Understanding your bill in 3 parts
Chances are you only look at your energy bill each month to see the amount that’s due, or you might never look at it if you’re set up for auto-pay. Even if you do pay close attention, you still may have problems understanding your utility bill. Despite the fact that utility bills are different from provider to utility there are common parts and pieces that are similar across every bill. Three main charges that you will want to be aware of as a smart energy consumer as you ask the question, "How am I billed for electricity and natural gas?":
- Generation service charge
- Transmission and distribution service charge
- Supply service charge
Understanding what each of these utility charges is by reading the breakdown below:
1. Generation service charge
As the name implies, this relates to the cost for electricity to be generated from a power source. Depending on your location, generation can be from a coal plant, a wind turbine, or even a solar farm.

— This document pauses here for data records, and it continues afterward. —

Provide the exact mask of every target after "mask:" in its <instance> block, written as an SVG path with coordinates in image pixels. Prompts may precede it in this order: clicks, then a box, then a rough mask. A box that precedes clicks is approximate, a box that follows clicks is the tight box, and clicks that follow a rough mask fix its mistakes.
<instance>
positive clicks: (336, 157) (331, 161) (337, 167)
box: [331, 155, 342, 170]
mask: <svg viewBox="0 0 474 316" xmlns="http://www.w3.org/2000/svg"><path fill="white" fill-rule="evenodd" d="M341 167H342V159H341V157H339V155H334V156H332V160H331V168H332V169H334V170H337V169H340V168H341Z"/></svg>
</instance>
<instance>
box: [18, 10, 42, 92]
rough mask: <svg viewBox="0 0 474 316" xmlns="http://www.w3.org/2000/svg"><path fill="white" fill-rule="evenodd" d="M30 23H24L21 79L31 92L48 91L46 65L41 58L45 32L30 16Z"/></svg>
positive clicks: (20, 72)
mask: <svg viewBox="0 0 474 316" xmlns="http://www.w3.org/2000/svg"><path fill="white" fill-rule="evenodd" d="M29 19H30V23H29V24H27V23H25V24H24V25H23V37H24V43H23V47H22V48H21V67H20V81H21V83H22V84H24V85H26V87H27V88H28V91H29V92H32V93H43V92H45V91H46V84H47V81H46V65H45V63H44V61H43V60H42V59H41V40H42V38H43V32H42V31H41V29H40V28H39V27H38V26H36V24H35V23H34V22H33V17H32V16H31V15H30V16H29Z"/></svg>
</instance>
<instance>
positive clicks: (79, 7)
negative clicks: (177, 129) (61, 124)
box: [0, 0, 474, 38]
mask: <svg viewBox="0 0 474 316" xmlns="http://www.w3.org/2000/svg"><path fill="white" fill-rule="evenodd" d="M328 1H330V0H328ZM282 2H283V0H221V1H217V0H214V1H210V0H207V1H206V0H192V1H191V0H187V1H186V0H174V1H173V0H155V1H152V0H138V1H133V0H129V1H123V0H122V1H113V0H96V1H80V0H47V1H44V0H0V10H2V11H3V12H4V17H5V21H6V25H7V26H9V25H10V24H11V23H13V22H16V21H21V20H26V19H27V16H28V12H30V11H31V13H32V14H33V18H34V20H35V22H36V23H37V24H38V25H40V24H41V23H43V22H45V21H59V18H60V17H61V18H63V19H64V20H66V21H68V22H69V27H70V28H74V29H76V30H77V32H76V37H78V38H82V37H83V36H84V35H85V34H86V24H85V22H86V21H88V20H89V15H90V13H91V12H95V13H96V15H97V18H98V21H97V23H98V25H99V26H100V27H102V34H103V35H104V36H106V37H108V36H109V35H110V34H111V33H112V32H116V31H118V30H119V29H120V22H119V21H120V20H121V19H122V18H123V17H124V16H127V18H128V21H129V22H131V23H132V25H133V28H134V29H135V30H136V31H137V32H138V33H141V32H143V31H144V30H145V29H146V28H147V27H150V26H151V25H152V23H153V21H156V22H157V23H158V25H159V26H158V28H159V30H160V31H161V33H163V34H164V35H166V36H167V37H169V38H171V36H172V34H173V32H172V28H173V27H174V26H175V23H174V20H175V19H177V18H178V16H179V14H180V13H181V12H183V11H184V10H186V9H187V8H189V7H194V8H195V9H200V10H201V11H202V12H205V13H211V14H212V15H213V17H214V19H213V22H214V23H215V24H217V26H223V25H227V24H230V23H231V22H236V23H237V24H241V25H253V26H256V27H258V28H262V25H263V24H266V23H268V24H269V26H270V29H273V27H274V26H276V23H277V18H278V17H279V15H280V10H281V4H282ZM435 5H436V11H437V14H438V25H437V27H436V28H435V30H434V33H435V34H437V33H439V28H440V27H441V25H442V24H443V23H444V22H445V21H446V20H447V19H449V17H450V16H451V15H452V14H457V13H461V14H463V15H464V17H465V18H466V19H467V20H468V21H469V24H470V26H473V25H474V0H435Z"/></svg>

2. Transmission and distribution services charge
Transmission charges are simply the lines and pipes that carry the electricity and natural gas from the source (Generation or wellhead, respectively), to cities and neighborhoods. The Distribution charge is for “the last mile” that carries energy from local lines specifically into your home or business. Insider Tip: In some cases, you may not see these charges listed separately on your bill, but these costs go to the maintenance and operating costs of the lines and pipes.
3. Supply service charge
You only see this charge if you enroll with an energy supplier. In that case, the supplier name and the rate you enrolled in will be on your bill. If you don’t have a supplier, this cost is simply added to your utility’s supply charges. The supply charge refers to how much energy you used and the rate you were charged for that energy. Depending on your utility, there may also be a few miscellaneous charges such as “Customer Charge” or “Service Fee”, but these are related more to administrative or operating costs.